Les emplois d’avenir décollent

Le rythme a désormais changé. Le retard à l’allumage que l’on pouvait constater avant l’été n’est plus d’actualité, le gouvernement annonce 500 contrats en emplois d’avenir signés tous les jours. Que s’est-il passé ? Eclairages à partir du rapport parlementaire qui vient d’être publié et avec des observateurs et acteurs de l’ESS.

Si on parle beaucoup de la « grande panne des contrats de génération », le nombre des contrats en emplois d’avenir, lui, est en train de décoller : le rapport parlementaire de Jean-Marc Germain remis au Premier ministre le 18 septembre comptabilise 54 000 contrats signés dont 36 % dans les collectivités locales et 35 % dans les associations (18 900 jeunes en emplois d’avenir), 10 % dans les établissements de santé et 11 % dans les entreprises privées (voir encadré complémentaire ci-dessous). Ces chiffres expliquent très certainement l’optimisme – qui ne leur était pas habituel jusque là – d’observateurs et d’acteurs du monde associatif, ces derniers allant même jusqu’à évoquer la perspective de 30 000 à 35 000 jeunes embauchés à la fin de l’année dans le secteur. Un renversement de tendance si l’on en croit les résultats de l’enquête d’opinion du cabinet d’experts Recherches & solidarités auprès des responsables associatifs publiés en juin, qui soulignaient leur crainte de ne pas pouvoir pérenniser les postes (68 %) et de manquer de moyens financiers pour compléter l’aide (58 %).

Comment expliquer cette accélération ?

La mobilisation des services de l’Etat a été considérable, estime le rapport parlementaire. Les Direccte (Directions régionales des entreprises, de la concurrence, de la consommation, du travail et de l’emploi) ont mis les bouchées doubles et suivi l’impulsion donnée par le ministère du Travail, dont Michel Sapin, qui a su faire « une amicale pression »… Le rapport souligne aussi « l’indéniable valeur ajoutée des missions locales » (au centre du dispositif NDLR) vis-à-vis des jeunes malgré des disparités dans les résultats.

Dans les associations que se passe-t-il ?

Pour Jacques Malet, président de Recherches & solidarités si l’on commence seulement maintenant à observer cette montée en charge des emplois d’avenir dans les associations « c’est parce qu’il faut du temps pour élaborer des projets et l’offre de formation n’était pas encore en place ». Aujourd’hui, ce n’est plus le cas, les cursus de formation ont bien démarré : Sébastien Darrigrand, délégué général de l’Udes (Union des employeurs de l’économie sociale) confirme cette tendance et indique que « quatre jeunes sur dix sont engagés dans des formations qualifiantes dans le secteur non marchand, un taux que l’on doit entre autres à une collaboration étroite entre les missions locales et les membres de l’Udes et au travail réalisé par les OPCA en général et Uniformation en particulier qui déploient leurs premières formations ». Les conseils régionaux ont également contribué à cette mise en place. Pour rattraper le retard à l’allumage, l’Udes a demandé aux pouvoirs publics que les sommes allouées à la formation du Fonds de sécurisation des parcours professionnels soient reportées.
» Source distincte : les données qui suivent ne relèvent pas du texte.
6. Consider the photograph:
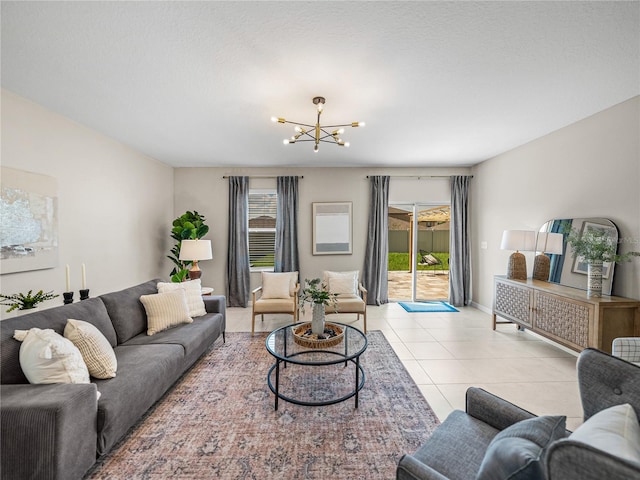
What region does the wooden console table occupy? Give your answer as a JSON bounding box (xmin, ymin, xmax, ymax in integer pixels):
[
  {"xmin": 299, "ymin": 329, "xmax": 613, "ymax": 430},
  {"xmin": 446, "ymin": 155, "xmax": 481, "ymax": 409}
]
[{"xmin": 493, "ymin": 276, "xmax": 640, "ymax": 353}]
Une demande qui a de grandes chances d’être entendue.

Les principaux employeurs associatifs recruteurs sont essentiellement des grandes structures du médico-social, des services à la personne, de l’hébergement médico-social, et du sport. Le plus « souvent pour créer une activité qui n’existait pas auparavant, observe Jacques Malet. En revanche, dans les petites associations, cela va doucement, mais il y a un mouvement. On sent que beaucoup d’entre elles qui n’étaient pas éligibles souhaitent désormais embaucher ».

Pour plus d’information générale sur les associations :

Télécharger la publication de Recherches & solidarités « La France associative en mouvement » qui vient de paraître sur leur site : www.recherches-solidarites.org

Chiffres et observations du rapport parlementaire

84 % des jeunes n’ont pas le bac, 89 % en métropole, 3 % sont reconnus travailleurs handicapés

30 % des jeunes résident en zones prioritaires, dont 15 % en zones urbaines sensibles (moins que l’objectif annoncé de 20 %)

Les zones fortement urbanisées sont en retard (agglomération lyonnaise et parisienne)

Le rapport parlementaire souligne les points de vigilance : un nécessaire meilleur déploiement dans les zones urbaines sensibles, l’accompagnement des missions locales, la formation pour chaque jeune qui « doit demeurer une obligation pour permettre à chaque jeune de progresser ».